« Ce gouvernement, je le caractérise d’un mot : la police partout, la justice nulle part. » La citation de Victor Hugo garde son entière actualité aux lendemains des attentats qui ont frappé Paris. Le gouvernement a décidé d’abuser de l’état d’urgence menaçant les libertés fondamentales qui sont pourtant le ciment de la République. Plus que jamais, les citoyens doivent avoir libre cours à l’expression pour, collectivement, réfléchir et débattre dans le désastre social qui secoue le pays depuis de trop nombreuses années.

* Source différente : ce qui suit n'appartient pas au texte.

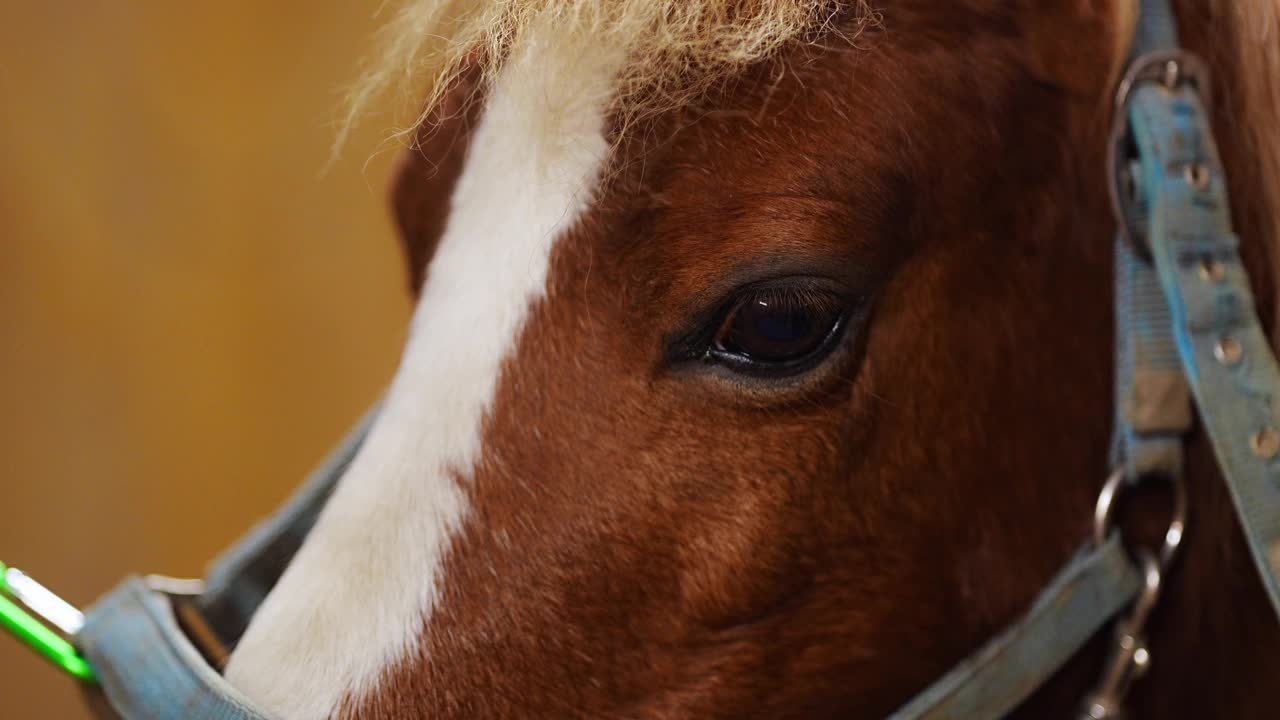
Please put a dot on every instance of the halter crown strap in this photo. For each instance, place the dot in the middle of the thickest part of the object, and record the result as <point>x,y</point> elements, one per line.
<point>1223,352</point>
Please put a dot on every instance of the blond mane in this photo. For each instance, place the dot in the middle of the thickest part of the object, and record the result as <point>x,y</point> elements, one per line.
<point>672,50</point>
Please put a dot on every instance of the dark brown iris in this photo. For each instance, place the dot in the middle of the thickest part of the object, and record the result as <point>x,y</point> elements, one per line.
<point>778,326</point>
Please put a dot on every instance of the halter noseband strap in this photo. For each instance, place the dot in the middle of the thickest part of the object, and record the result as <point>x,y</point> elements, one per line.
<point>1185,328</point>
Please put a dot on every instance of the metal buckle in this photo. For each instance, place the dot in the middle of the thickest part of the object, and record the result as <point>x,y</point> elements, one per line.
<point>1129,656</point>
<point>1171,69</point>
<point>35,630</point>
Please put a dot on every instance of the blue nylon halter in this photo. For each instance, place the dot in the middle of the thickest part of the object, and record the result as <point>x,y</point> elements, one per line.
<point>1185,328</point>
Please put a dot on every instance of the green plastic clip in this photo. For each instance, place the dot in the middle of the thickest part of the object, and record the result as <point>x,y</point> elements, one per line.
<point>35,633</point>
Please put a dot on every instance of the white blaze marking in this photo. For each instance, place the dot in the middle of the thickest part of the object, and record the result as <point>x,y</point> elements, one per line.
<point>356,597</point>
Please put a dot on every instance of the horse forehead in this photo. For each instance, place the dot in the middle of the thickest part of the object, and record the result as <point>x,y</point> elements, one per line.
<point>368,578</point>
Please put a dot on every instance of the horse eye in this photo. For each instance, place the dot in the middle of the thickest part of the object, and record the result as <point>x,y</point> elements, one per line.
<point>776,327</point>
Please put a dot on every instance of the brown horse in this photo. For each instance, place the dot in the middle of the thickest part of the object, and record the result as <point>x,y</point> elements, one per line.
<point>760,367</point>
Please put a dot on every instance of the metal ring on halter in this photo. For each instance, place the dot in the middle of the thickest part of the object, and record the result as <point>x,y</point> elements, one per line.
<point>1171,69</point>
<point>1176,524</point>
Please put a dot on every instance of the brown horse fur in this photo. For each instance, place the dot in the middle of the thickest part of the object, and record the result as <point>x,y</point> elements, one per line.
<point>653,538</point>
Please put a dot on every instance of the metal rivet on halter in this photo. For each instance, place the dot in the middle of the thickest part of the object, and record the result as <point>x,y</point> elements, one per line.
<point>1212,270</point>
<point>1171,71</point>
<point>1197,174</point>
<point>1265,443</point>
<point>1228,350</point>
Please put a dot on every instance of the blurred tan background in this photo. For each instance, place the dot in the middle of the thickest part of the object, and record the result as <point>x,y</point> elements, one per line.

« Aujourd’hui, la réalité, dans ce qu’elle a de plus cruel et de plus injuste, a donc repris ses droits en France, secouant par la même occasion les autres régimes européens. Et cette fois, ça nous a fait l’effet d’une gueule de bois un lendemain de cuite », écrit Le Comptoir pour qui « tout à coup, la vérité nous pète à la figure : notre société de confort pourrait bel et bien disparaître et la terreur devenir quotidienne. » Les attentats survenus le 13 novembre dernier à Paris ont fait trembler les fondements de notre République. Comment a-t-on pu en arriver là ? « Évidemment, la question sociale n’explique pas tout », répond le site Internet pour qui « la balayer d’un revers de main est aussi stupide que d’en faire la seule clé de compréhension du phénomène du terrorisme. Par-delà les éloges à la diversité – souvent le fait d’une nouvelle petite bourgeoisie pour qui multiculturalisme rime avec kebabs, sushis et le rayon “musique du monde” à la Fnac –, une partie de la jeunesse française n’a connu que délit de faciès et relégation dans des ghettos où les conditions de vie se dégradent de jour en jour. » D’ailleurs, « toutes les politiques menées dans ces zones sensibles depuis trente ans n’ont fait qu’amenuiser peu à peu l’accès aux soins et aux transports, à une éducation de qualité et à des logements décents. »
Guerre sociale
La France est en guerre, c’est indéniable. Une guerre sociale produisant des millions de victimes de la pauvreté. Pour le réalisateur Patric Jean, le fait social doit être partie intégrante de la réflexion : « Il y a actuellement trois millions d’enfants qui vivent sous le seuil de pauvreté en France, au beau milieu d’une richesse ostentatoire. Combien d’entre eux finiront dans l’ultra violence, soit contre eux-mêmes, soit contre les autres via des idéologies religieuses ou politiques délirantes ? » Dans un débat public où la puissance médiatique dicte l’émotion, « il est devenu interdit de poser cette question publiquement, au risque d’être soupçonné d’entretenir une sympathie pour les terroristes. Or, il se fait que les Musulmans sont largement sur-représentés parmi les catégories les plus pauvres de la société française, là où les djihadistes recrutent. Du coup, la France se comporte vis-à-vis de certains d’entre eux comme un pays ex-colonisateur, socialement violent pour ses anciens colonisés qui continuent de subir un racisme institutionnel (on a jeté aux oubliettes la limitation des contrôles au faciès), géographique, social, économique. » Patric Jean poursuit : « Encore une fois, il ne s’agit pas de justifier l’attitude violente d’une infime minorité, mais de se questionner sans fard sur ce qui la nourrit. Et de reconnaître que cette analyse est perpétuellement dévoyée par l’ (extrême) droite pour criminaliser l’ensemble des Musulmans (et plus largement les pauvres). »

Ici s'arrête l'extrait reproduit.